Servizio abitativo e di ristorazione

Per beneficiare di un posto letto in residenza universitaria gli studenti devono essere idonei alla borsa di studio e fuori sede. All’interno di questa categoria ci possono essere studenti stranieri o disabili, ma non è un pre-requisito per accedere al servizio abitativo. Quando un ente esaurisce la graduatoria degli aventi diritto fuori sede può assegnare il posto letto a studenti non idonei, e tendenzialmente lo fa ad una tariffa più alta.

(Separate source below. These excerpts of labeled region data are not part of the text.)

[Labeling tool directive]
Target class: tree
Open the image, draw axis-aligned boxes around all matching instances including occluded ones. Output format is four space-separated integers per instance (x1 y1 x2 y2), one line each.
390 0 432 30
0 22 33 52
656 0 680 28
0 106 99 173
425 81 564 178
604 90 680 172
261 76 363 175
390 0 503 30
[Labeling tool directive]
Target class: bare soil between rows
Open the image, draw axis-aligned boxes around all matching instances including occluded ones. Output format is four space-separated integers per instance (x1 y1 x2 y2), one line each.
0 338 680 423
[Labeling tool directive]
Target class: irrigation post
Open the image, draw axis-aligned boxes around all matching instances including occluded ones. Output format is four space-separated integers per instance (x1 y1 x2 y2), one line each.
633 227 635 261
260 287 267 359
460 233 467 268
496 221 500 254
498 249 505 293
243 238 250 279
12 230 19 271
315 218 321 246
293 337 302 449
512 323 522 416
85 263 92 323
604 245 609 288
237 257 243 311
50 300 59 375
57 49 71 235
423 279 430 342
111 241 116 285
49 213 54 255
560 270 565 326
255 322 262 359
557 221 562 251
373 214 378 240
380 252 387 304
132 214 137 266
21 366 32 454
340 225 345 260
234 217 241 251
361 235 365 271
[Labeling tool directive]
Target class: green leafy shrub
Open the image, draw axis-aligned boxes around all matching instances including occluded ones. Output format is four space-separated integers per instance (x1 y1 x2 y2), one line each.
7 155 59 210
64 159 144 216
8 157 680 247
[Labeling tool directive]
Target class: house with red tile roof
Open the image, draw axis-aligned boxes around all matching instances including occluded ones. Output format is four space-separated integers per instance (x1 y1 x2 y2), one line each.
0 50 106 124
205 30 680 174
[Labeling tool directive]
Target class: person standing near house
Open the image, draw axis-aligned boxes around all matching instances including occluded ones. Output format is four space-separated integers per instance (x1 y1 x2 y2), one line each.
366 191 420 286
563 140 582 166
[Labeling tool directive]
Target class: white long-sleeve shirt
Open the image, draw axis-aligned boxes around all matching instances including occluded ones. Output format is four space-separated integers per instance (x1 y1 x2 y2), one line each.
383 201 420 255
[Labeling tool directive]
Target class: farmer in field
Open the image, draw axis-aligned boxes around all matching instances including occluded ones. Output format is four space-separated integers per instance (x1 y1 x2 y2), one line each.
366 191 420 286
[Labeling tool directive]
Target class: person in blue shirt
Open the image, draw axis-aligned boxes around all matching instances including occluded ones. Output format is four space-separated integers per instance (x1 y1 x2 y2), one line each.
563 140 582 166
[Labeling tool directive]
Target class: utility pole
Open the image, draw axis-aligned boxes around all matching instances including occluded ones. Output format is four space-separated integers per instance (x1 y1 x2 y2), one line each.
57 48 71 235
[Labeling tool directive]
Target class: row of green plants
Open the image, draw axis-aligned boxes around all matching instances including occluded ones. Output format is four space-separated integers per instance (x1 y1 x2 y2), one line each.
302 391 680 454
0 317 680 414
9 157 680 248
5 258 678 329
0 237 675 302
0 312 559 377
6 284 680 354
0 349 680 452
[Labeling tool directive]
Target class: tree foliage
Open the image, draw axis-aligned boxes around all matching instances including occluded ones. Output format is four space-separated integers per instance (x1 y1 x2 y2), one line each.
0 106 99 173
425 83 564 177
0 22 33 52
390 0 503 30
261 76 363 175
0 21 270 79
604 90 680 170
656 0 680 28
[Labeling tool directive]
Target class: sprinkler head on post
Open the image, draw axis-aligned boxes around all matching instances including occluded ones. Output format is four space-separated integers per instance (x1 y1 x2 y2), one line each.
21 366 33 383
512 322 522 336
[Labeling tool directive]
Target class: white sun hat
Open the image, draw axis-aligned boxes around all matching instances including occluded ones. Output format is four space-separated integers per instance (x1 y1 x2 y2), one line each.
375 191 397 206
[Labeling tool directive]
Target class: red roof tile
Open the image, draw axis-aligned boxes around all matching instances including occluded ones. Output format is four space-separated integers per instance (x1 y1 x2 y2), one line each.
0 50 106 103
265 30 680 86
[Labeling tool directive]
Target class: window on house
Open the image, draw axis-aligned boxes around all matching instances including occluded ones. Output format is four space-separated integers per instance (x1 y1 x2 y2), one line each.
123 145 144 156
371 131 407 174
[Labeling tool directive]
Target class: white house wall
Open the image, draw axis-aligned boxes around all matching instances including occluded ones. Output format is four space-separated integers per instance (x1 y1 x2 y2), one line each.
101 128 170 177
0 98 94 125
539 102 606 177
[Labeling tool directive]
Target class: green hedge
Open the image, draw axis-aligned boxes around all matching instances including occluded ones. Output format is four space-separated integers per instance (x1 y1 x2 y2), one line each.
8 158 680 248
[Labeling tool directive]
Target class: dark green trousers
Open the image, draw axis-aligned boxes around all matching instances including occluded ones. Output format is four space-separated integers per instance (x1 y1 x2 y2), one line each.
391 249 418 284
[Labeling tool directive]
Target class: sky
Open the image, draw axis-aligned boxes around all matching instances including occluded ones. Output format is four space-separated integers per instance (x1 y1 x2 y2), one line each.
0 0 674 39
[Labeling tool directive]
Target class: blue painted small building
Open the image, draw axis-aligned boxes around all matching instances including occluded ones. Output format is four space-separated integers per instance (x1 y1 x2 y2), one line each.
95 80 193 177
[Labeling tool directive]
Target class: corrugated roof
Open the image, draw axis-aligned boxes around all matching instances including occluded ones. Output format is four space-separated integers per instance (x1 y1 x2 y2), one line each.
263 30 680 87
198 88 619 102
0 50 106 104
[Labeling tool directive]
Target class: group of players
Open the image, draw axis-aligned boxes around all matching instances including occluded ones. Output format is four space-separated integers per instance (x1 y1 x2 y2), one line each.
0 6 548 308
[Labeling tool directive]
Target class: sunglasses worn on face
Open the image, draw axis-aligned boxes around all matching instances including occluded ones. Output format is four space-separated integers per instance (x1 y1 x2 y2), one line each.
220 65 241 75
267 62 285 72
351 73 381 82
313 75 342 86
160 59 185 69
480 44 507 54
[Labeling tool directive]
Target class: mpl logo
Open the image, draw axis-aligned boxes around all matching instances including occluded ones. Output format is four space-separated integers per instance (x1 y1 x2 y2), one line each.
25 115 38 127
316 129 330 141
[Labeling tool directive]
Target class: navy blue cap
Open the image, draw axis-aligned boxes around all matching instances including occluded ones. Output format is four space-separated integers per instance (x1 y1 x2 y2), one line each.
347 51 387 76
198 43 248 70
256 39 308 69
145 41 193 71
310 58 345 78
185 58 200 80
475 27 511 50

Il servizio mensa non è gratuito per i beneficiari di borsa. In alcune realtà pagano una tariffa a consumo, ovvero ogniqualvolta accedono al servizio, sebbene solitamente ad un prezzo più basso rispetto a quello corrisposto dagli altri utenti; in molte altre realtà, invece, viene direttamente detratto dall’importo di borsa una quota monetaria a fronte dell’accesso libero in mensa per il periodo di apertura del servizio, per una o due volte al giorno: in altre parole, si tratta di un pasto pre-pagato. Il DPCM 9 aprile 2001 stabilisce una detrazione di 600 euro dall’importo di borsa per il consumo di un pasto al giorno; nei fatti, quasi tutti gli enti per il DSU hanno fissato in modo autonomo l’importo della detrazione (diversi enti sottraggono 1.600 euro dall’ammontare di borsa dei fuori sede, equivalenti all’accesso “gratuito” giornaliero in mensa a pranzo e cena).

Tasse universitarie

Le tasse universitarie si definiscono “relativamente contenute in Italia”. Se il raffronto viene fatto con Stati Uniti, Cile, Giappone, Canada e Australia, per citare i primi cinque Paesi che compaiono nella figura del rapporto ANVUR, l’affermazione può anche apparire veritiera. Ma si tratta di sistemi di formazione terziaria molto distanti dal nostro, sia geograficamente che culturalmente. Se invece ci confrontiamo con il resto d’Europa, realisticamente i “nostri” più stretti competitors, la situazione appare molto diversa: l’Italia ha la contribuzione media studentesca più alta, dopo l’Olanda e la Spagna, nelle università pubbliche. Il rapporto Eurydice parla chiaro e la figura a corredo del testo ancor di più perché mostra come in alcuni Paesi l’istruzione universitaria sia gratuita o al massimo l’importo richiesto non superi i 100 euro (cfr. National Student Fee and Support Systems in European Higher Education 2017/18, Eurydice, European Commission).

* Le opinioni espresse sono quelle dell’autrice e non impegnano l’Istituto di appartenenza.

[1] E’ opportuno segnalare anche il Rapporto sulla condizione studentesca 2018, redatto dal Consiglio Nazionale degli studenti universitari che affronta in modo ampio e dettagliato soprattutto il tema del DSU.

[2] Un paio di Regioni hanno dato una diversa interpretazione alla norma ministeriale, per cui applicano l’importo massimo di tassa DSU agli studenti con ISEE superiore a 31.497,57 euro (Veneto) o 30.187,06 euro (Liguria).

[3] Questa legge è stata abrogata dal d. lgs. 68/2012.